Distortion free wide angle lens

 

wide angle lens

A South Korean company called Nanophotonics had developed a super wide angle lens which is virtually distortion free. Conventional wide angle or fish eye lenses which produce a wide field of view (FOV) generally suffer from distortion where straight lines that are not near the centre of the image appear curved. According to Nanophotonics their new lens suffers from less than 1% distortion, has a greater than 150 degree field of view and costs about $100. The lens has applications in security monitoring and robotic vision. 

Link





Share This

One Response to “Distortion free wide angle lens”

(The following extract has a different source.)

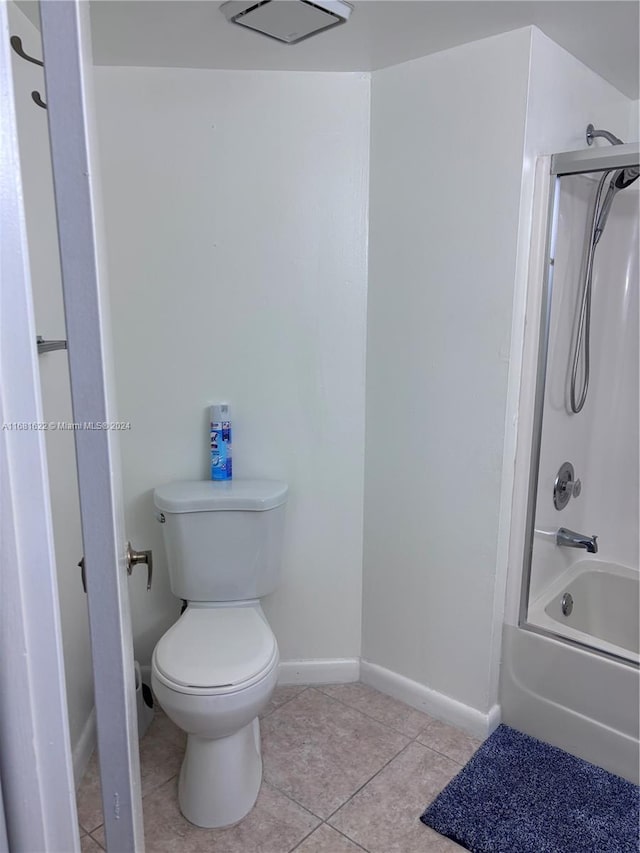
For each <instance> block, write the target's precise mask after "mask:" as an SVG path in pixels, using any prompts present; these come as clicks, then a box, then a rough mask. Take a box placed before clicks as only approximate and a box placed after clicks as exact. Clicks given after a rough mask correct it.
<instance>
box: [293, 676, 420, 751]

  1. This lens would not be a distortion free image: what they are actually talking about is introducing more rectilinear distortion, ie. unnaturally stretching things at the edges of the image. Curved lines in ultra-wide views are not really a distortion (except subjectively, due to how the image is viewed). Rather they are a the product of a natural perspective which reconciles the fact that different ends of the same line tend to go off to different vanishing points (both above and below the viewer, or on either side). Rectilinear perspective removes one set of vanishing points by grossly distorting the parts of the image that would have gone off to those vanishing points. The result is that objects at the corners of the image are enlarged, with circles, faces, etc becoming ovals/ellipses: in no way can such an image be called “distortion free”! All wideangle lenses have to make a compromise between distortions of shape, size, and straight lines, there is no single right answer.